His itinerary included stops in Israel, Jordan, the West Bank, Iraq, and Turkey, each presenting its unique set of challenges and reasons for concern. The primary challenge faced by the U.S. Secretary of State is the attempt to find middle ground in a situation where it currently seems to be lacking.
During his visit to Israel, Blinken urged Israeli leaders to implement temporary pauses in hostilities to facilitate humanitarian aid and encourage hostage releases, a proposal that the Israeli prime minister promptly rejected.
The following day, Blinken met with representatives of Israel’s Arab neighbors, all of whom called for an immediate ceasefire. Jordan’s Foreign Minister, Ayman Safadi, accused Israel of committing war crimes.
Simultaneously in the United States, President Joe Biden expressed optimism when asked about progress in securing humanitarian pauses.

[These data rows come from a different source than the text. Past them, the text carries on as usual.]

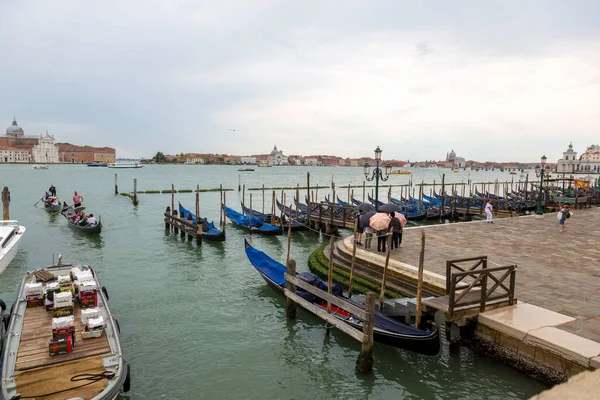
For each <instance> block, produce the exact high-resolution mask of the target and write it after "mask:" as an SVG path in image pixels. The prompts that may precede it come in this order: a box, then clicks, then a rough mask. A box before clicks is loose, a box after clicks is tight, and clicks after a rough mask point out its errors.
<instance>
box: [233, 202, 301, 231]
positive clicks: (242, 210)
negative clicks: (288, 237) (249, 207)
mask: <svg viewBox="0 0 600 400" xmlns="http://www.w3.org/2000/svg"><path fill="white" fill-rule="evenodd" d="M242 211H243V212H244V215H247V216H248V218H249V217H250V214H252V219H254V217H256V218H258V219H260V220H261V221H262V222H266V223H267V224H270V225H273V226H280V227H282V228H283V229H284V231H285V232H287V230H288V228H289V227H290V225H289V224H290V220H289V218H286V216H285V214H283V215H282V216H278V215H273V214H263V213H261V212H259V211H256V210H253V209H250V208H248V207H246V206H245V205H244V204H242ZM282 218H283V223H282V221H281V220H282ZM291 223H292V231H305V230H307V229H308V227H307V226H306V225H304V224H303V223H301V222H299V221H297V220H295V219H292V221H291Z"/></svg>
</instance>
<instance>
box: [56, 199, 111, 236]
mask: <svg viewBox="0 0 600 400" xmlns="http://www.w3.org/2000/svg"><path fill="white" fill-rule="evenodd" d="M82 210H83V208H82ZM74 213H75V209H73V207H72V206H69V205H68V204H67V203H64V202H63V209H62V211H61V214H62V215H64V217H65V218H66V220H67V225H69V228H71V229H74V230H76V231H80V232H84V233H100V232H102V221H100V218H98V223H96V224H94V225H77V224H75V223H73V222H71V216H72V215H73V214H74Z"/></svg>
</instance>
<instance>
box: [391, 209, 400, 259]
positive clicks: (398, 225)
mask: <svg viewBox="0 0 600 400" xmlns="http://www.w3.org/2000/svg"><path fill="white" fill-rule="evenodd" d="M390 216H391V217H392V220H391V221H390V224H389V225H388V230H390V231H391V232H392V245H391V249H390V250H391V251H394V250H395V249H397V248H398V246H399V245H400V235H401V234H402V233H401V232H402V225H401V224H400V219H398V218H397V217H396V213H395V212H393V211H392V213H391V214H390Z"/></svg>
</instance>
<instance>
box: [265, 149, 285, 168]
mask: <svg viewBox="0 0 600 400" xmlns="http://www.w3.org/2000/svg"><path fill="white" fill-rule="evenodd" d="M267 160H268V161H269V163H270V164H271V165H288V157H287V156H285V155H283V151H281V150H278V149H277V145H275V147H273V150H272V151H271V154H269V156H268V157H267Z"/></svg>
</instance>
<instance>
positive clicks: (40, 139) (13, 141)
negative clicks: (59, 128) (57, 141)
mask: <svg viewBox="0 0 600 400" xmlns="http://www.w3.org/2000/svg"><path fill="white" fill-rule="evenodd" d="M0 146H2V147H3V148H12V149H17V150H10V151H11V155H13V156H14V157H13V161H2V162H38V163H55V162H58V149H57V147H56V146H55V145H54V136H52V135H49V134H48V132H46V134H45V135H44V134H40V136H39V137H38V136H27V135H25V131H23V128H21V127H20V126H19V124H18V123H17V120H16V119H14V118H13V122H12V124H11V125H10V126H9V127H8V128H6V135H4V136H0ZM6 151H9V150H6ZM25 152H26V153H27V154H28V155H27V156H25V155H24V154H25ZM9 158H10V157H8V153H6V156H5V157H3V159H9Z"/></svg>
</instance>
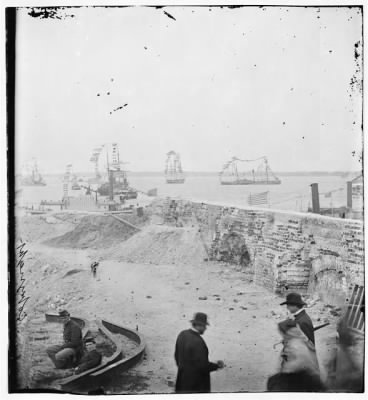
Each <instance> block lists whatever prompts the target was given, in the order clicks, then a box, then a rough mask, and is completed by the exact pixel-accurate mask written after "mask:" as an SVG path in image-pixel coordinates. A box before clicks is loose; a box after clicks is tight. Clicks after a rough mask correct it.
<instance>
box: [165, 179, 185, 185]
mask: <svg viewBox="0 0 368 400" xmlns="http://www.w3.org/2000/svg"><path fill="white" fill-rule="evenodd" d="M184 182H185V179H184V178H179V179H166V183H174V184H175V183H176V184H178V183H184Z"/></svg>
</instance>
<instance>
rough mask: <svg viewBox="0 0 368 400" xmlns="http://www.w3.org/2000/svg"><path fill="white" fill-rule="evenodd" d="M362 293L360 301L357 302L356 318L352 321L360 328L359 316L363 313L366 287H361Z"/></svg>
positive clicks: (353, 325)
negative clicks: (361, 310)
mask: <svg viewBox="0 0 368 400" xmlns="http://www.w3.org/2000/svg"><path fill="white" fill-rule="evenodd" d="M361 289H362V290H361V293H360V296H359V299H358V303H357V307H356V311H355V318H354V320H353V323H352V327H353V328H358V322H359V317H360V315H361V314H362V312H361V308H362V303H363V299H364V288H363V287H362V288H361Z"/></svg>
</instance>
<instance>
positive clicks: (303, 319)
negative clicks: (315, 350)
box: [280, 293, 315, 344]
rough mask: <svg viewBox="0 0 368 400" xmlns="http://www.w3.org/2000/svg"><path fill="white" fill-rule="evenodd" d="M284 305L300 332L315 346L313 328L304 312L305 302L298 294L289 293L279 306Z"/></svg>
mask: <svg viewBox="0 0 368 400" xmlns="http://www.w3.org/2000/svg"><path fill="white" fill-rule="evenodd" d="M284 304H286V307H287V309H288V310H289V311H290V313H291V314H292V316H293V318H294V320H295V322H296V323H297V324H298V325H299V327H300V329H301V330H302V332H303V333H304V334H305V336H307V338H308V339H309V340H310V341H311V342H312V343H313V344H315V340H314V328H313V323H312V320H311V319H310V317H309V315H308V314H307V313H306V312H305V309H304V306H305V305H306V304H305V302H304V301H303V300H302V297H301V296H300V294H299V293H289V294H288V295H287V296H286V301H284V302H283V303H281V304H280V305H281V306H282V305H284Z"/></svg>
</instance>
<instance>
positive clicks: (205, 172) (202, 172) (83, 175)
mask: <svg viewBox="0 0 368 400" xmlns="http://www.w3.org/2000/svg"><path fill="white" fill-rule="evenodd" d="M127 173H128V175H129V176H157V177H160V176H164V175H165V174H164V172H163V171H127ZM184 173H185V175H186V176H188V177H189V176H192V177H194V176H219V172H218V171H216V172H204V171H202V172H201V171H184ZM361 173H362V171H349V172H348V171H332V172H329V171H290V172H286V171H283V172H275V175H277V176H341V177H349V176H353V177H355V176H359V175H360V174H361ZM64 174H65V172H54V173H50V174H48V173H45V172H44V173H43V175H44V176H59V175H60V176H62V175H64ZM75 174H76V175H77V176H88V177H93V176H94V174H93V172H90V171H88V172H75Z"/></svg>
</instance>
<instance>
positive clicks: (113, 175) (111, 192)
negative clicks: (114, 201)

However, this optimism contrasted sharply with the prevailing mood in the Middle East.
To underscore the tension in the region, Blinken’s Sunday stops were shrouded in secrecy. He traveled to Ramallah to meet with Palestinian Authority President Mahmoud Abbas in a convoy of armored vehicles and vans, escorted by soldiers from the Palestinian Palace Guard.
Arriving in Iraq under the cover of darkness, Blinken and his diplomatic entourage donned body armor and helmets for a brief helicopter ride from Baghdad airport to the U.S. embassy. From there, they proceeded to meet with Prime Minister Mohammed Shia’ Al Sudani.
On Monday, Blinken is set to meet with Turkish officials, just a day after Turkish President Recep Erdogan recalled Turkey’s ambassador to Israel and announced that he was no longer willing to engage with Israeli Prime Minister Benjamin Netanyahu. “We have erased him, thrown him out,” the Turkish leader declared.
Every time Blinken manages to address one issue, it seems another one emerges. When questioned at Baghdad airport whether he shared the U.S. president’s optimism about the likelihood of Israel agreeing to pauses and the Arab nations accepting that a ceasefire is currently unrealistic, Blinken responded affirmatively to both.
The U.S. is continuing to work with the Israelis to address concerns regarding the “specifics and practicalities” of implementing humanitarian pauses.
As for the Arab nations, while there are differences of opinion on a ceasefire, everyone Blinken spoke with believed that humanitarian pauses could facilitate hostage releases, enhance aid distribution in Gaza, and expedite the evacuation of foreign citizens from Gaza.
However, for the time being, it appears that not everyone is receptive to what Blinken is proposing, partly due to domestic pressures in both Israel and the Arab nations that are pulling the two sides apart.
Protesters in Israel are demanding more government action to secure the release of hostages taken by Hamas, while pro-Palestinian demonstrators have rallied in various countries across the Middle East, Europe, and the U.S., urging an end to the conflict.
While Blinken’s trip may have the positive aspect of engaging with all parties and preventing further escalation of the conflict, it is clear that the region remains fraught with challenges, and finding a resolution is no simple task.